Comment conduire les élèves à l’acquisition d’une véritable culture informationnelle dont les objectifs sont de réussir à Réaliser, Réfléchir et Résister dans le contexte du numérique ?
La lecture des travaux de Louise Merzeau[1] a été pour moi éclairante. Avec le numérique, l’un des bouleversements majeurs à prendre en compte dans notre enseignement est la mémoire de nos activités sur le web et leurs enjeux sociétaux. Cette mémoire est une mémoire totale au point de pouvoir parler de l’hypermnésie du web. En effet, le web est devenu un vaste entrepôt de données dont beaucoup sont des données personnelles.
Toutes nos activités sur le web laissent des traces, on parle aussi de traçabilité de l’individu qui estdevenu une collection de traces. Certaines de ces traces sont intentionnelles (un mail, un commentaire, etc.), d’autres ne le sont pas. Elles sont techniques, automatiques (IP, cookies, navigation, requêtes) ou proviennent d’un tiers.
Par ailleurs, ces traces sont combinables par les grandes firmes : les données stockées, dupliquées, croisées par elles, forment alors des métadonnées qui permettent de profiler l’individu, on parle deredocumentarisation de l’individu.
Pour exemple, avec la géolocalisation :
- les données sont la longitude, la latitude, l’horaire et le nom du lieu
- les métadonnées sont comportementales : quel lieu pour faire quoi ?
- la donnée est la requête
- la métadonnée produite peut être, entre autres, l’historique de toutes les requêtes
Dans ce contexte, il faut alors surveiller son identité, verrouiller la confidentialité des données.
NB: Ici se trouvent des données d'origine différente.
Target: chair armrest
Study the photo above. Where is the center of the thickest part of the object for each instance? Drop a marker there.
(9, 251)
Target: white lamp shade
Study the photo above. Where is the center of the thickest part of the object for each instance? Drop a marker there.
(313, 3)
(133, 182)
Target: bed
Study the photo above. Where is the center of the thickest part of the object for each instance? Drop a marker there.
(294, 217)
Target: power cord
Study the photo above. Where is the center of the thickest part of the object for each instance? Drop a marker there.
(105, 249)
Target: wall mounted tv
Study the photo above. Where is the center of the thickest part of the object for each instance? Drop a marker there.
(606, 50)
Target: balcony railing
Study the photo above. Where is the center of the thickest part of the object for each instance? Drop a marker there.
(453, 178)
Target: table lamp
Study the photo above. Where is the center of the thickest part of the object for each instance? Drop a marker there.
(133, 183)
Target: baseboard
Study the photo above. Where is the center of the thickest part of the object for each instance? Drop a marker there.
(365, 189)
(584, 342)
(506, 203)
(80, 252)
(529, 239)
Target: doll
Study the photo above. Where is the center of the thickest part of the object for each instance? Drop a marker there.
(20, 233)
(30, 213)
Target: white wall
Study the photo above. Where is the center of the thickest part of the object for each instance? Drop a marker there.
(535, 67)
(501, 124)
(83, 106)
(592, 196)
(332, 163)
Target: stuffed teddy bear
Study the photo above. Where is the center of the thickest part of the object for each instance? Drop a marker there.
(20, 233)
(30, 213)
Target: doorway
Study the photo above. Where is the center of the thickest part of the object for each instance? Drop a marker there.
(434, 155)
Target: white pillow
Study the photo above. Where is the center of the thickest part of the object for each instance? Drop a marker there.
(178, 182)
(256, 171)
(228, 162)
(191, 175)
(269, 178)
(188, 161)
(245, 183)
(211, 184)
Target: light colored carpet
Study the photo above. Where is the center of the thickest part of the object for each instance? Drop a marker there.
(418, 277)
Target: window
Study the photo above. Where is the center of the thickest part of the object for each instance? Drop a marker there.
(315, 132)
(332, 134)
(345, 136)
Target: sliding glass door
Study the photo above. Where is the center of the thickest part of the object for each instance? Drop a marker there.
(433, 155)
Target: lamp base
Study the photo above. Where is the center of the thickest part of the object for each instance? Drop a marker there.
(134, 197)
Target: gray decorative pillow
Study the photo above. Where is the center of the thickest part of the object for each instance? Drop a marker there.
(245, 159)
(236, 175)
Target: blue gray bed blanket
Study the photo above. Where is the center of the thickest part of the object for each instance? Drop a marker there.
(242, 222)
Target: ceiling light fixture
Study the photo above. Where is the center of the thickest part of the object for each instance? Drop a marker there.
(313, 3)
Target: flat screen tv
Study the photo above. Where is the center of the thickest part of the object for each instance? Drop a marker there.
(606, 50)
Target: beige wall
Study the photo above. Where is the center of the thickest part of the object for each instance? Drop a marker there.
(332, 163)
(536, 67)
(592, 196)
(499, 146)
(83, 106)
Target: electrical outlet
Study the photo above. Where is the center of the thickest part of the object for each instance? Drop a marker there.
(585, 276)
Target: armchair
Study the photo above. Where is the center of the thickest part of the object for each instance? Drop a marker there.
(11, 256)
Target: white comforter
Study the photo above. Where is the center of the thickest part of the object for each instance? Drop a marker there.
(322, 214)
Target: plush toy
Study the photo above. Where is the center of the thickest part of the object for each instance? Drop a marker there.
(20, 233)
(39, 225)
Ce que regrette Louise Merzeau qui déplore par ailleurs une dimension individualiste dans ce concept réducteur d’identité numérique, conduisant à une défense de soi, à une défense de la réputation de soi. Or, il faut aller au-delà de la surveillance de son identité numérique et exercer une présence numérique dans un espace public en se réappropriant ses traces. Il faut aller vers une intelligence mémorielle, passer du stockable au mémorable, bref, anticiper sa traçabilité.
Le document ci-dessous permet de percevoir selon la nature des traces déposées le degré de traçabilité que l’on atteint, le plus haut degré à atteindre étant celui de la présence numérique lorsque nous parvenons à nous réapproprier les traces.
Avec l’autorisation de l’auteur qui mentionne à son tour la source d’origine qui l’a inspirée : Silvère Mercier « La pyramide d’un projet de médiation numérique » In Bibliossession accessible sur http://www.bibliobsession.net/2011/04/08/la-pyramide-dun-projet-de-mediation-numerique/ <consulté le 29/03/2012>).
La question qui se pose alors est comment mettre en œuvre des apprentissages pour exercer cette intelligence mémorielle ? Certainement cela doit-il passer par :
- la connaissance des outils : leur histoire, leurs usages, leur économie
- la connaissance de leur fonctionnement pour savoir interpréter leurs résultats
- l’acquisition de compétences en matière de lecture et d’écriture de ces outils
L’analyse des différents documents demandés pour l’évaluation, ainsi que les questionnements individuels lors des situations d’apprentissage montrent que les élèves ont bien pris conscience des traces de leurs activités sur Internet. Je regrette cependant que cette prise de conscience porte davantage sur les traces qu’ils publient que sur celles prises par les services du Web utilisés, ou laissées par leurs machines. Peut-être cela montre-t-il la nécessité d’enseigner davantage les aspects technologiques de ces services en ligne pour parvenir à une véritable culture technique nécessaire à l’acquisition d’une culture informationnelle.
Ces deux séquences m’ont fait prendre conscience d’un autre objectif devenu important dans mes situations d’apprentissage : apprendre aux élèves le concept de publication dans le contexte du numérique, et son corollaire de notions afférentes (auteur, source, chaine éditoriale, économie de la publication, autoritativité, support-logiciel, propriété intellectuelle, etc.).
[1] Louise Merzeau est Maître de Conférences en Sciences de l’information et de la communication à l’université Paris Ouest Nanterre La Défense. On trouvera sur son site les axes de ses recherches, notamment l’axe « la question de la mémoire ». http://www.merzeau.net/index.html <consulté le 29/03/2012>. Le support de son intervention au 9e Congrès de la Fadben est en ligne à cette adressehttp://www.slideshare.net/louisem/reconstruire-la-mmoire-de-nos-traces-numriques <consulté le 29/03/2012>.
[2] Pour chaque séquence je décris dans les documents joints les objectifs, le déroulement des séances, et les modalités d’évaluations auxquelles j’ai procédé à différents moments des situations pédagogiques construites. La séquence niveau 1ère est moins détaillée puisqu’en cours de réalisation. les éléments d’évaluation sont donc moins nombreux.